Intel Moves To 533MHz FSB
homerj79 writes: "Intel has launched an upgrade 850 chipset and faster Pentium 4's today. The new chipset, dubbed the 850E, supports a 533MHz (133MHz x 4) front side bus, as do the processors. Supporting processors come in speeds of 2.53, 2.4 and 2.26GHz. The 2.4GHz part is denoted as supporting the new FSB by a 'B' tagged to the end of it. And it appears as if the new chipset gives the P4 a performance boost in most apps over the previous 400MHz FSB chips and the Athlon XP." Meanwhile, back at the other processor ranch, firemoth writes: "Today OCAU has something special - They've gotten their hands on 3 AthlonXP
CPU's based on AMD's new "Thoroughbred" core. This is the .13 micron
process, of course, with lower voltage. This article compares them to the
older Palomino core in both speed and temperature.. and they throw one into a
Vapochill supercooling case and see just how fast it can go."
Although quite a few Samsung PC800 modules will run at PC1066 speeds without any problems, but if any installed modules are not capable of running at the higher speed, the memory bus will get capped at the current max of 400Mhz (or 3.2GB/s).
I guess for now, the new processors don't really, really need the higher memory bandwidth, but as the processor speeds start to hit 3+ Ghz, the extra amount of bandwidth will become more important.
Can't believe that Intel isn't supporting the ICH4 with the i850 (ICH4 adds USB 2.0 support among other things.) This is reported at Tom's Hardware I believe. Intel's ass backwords manner of support for PC1066 RDRAM stinks too.
So when are i845E boards coming out? Why didn't Intel announce that and the i845G today? Probably some stupid contractual thing with Rambus I suppose.
Sure do hate it when marketing and politics overrule good engineering. Intel should be building ATA-133 and Firewire/IEEE1394 support into their chipsets as well. And the i845E should have support for DDR300.
What a bunch of losers.
So Intel put the P4 on a quad-pumped bus to get the clock speed to look better. When AMD put the Athlon on a double-pumped 133 MHz bus and said it had a 266 MHz bus speed, nobody believed it. Now even Socket A motherboards admit that they run at 133 MHz now. What gives with Intel doing this? Am I missing something that's supposed to impress me?
(if I am, please tell me, because otherwise I will be buying an AMD processor for my new computer)
Are there any reviews or benchmarks available for the new CPUs using 266MHz DDR memory? It looks like RDRAM is not the most popular memory, but Intel is only allowing reviews that use RDRAM and not DDR. Onquiring minds want to know how a normal P4 config compares to a normal Athlon config.
clock speed != performance
write that 1000 times
if AMD has to fudge numbers to sell an equivalent product, that's the fault of the largely ignorant market, not AMD.
read any of their literature, they're very honest and upfront about what they're doing.
In Capitalist America, bank robs you!
Yeah, I don't know either.
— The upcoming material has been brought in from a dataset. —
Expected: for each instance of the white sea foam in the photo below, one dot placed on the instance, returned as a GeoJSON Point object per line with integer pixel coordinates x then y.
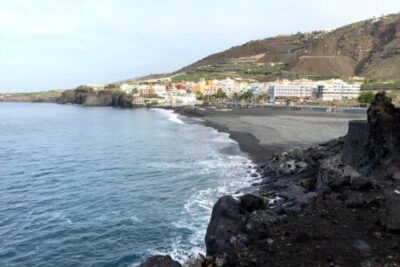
{"type": "Point", "coordinates": [234, 180]}
{"type": "Point", "coordinates": [172, 116]}
{"type": "Point", "coordinates": [234, 174]}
I work with 802.11b stuff a fair amount, but I'm no R/F engineer. Still, I can't help but imagine this becoming an all to common occurence:
D: Greetings, Dell tech support.
A: Hi, this new desktop you sold me is junk.
D: What model is it?
A: The new 2.4GHz P4, with the integrated wireless ethernet and wireless bluetooth keyboard.
D: And what seems to be the problem?
A: Every time I try to make a call on my 2.4GHz cordless phone, the computer crashes! And when I surf the web, my phone rings! And everything I type is ending up in my Palm's ToDo list! Then while I was upstairs heating my coffee in the microwave, it caught on fire!
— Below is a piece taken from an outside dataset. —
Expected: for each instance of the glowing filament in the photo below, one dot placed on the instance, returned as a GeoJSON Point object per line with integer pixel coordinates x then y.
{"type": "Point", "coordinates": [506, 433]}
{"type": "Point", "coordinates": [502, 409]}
I mean really, how much stuff can we possibly cram into the 2.4GHz band anyway? Interesting times anyway.
When the Thoroughbred core CPUs starting cranking up the clock speeds then even the fastest P4 will have to look up. The P4s were benchmarked with RDRAM motherboards which aren't available yet but will be here soon. If you want a fast system that is here now then get the Athlon or spend some more money and get a P4 that is going to be close to the same performance.
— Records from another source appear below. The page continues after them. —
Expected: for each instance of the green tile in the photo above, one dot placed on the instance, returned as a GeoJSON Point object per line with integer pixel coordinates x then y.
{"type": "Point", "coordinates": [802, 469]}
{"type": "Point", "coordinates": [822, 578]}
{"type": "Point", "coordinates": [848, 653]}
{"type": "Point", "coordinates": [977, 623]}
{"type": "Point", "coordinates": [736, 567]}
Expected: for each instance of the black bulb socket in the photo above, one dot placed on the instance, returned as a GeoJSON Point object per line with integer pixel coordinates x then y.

When, do you think, will we see processors with the main memory built in? I mean you may as well stuff it when you get it, it'll make it cheaper because we'll all get the same thing. Or is that just too far fetched an idea? ie. The new 2.5GHz with 4GB RAM right on the CPU. Hunh? Maybe it'll get rid of all this crap surrounding buying or trying to match RAM to...whatever!!!!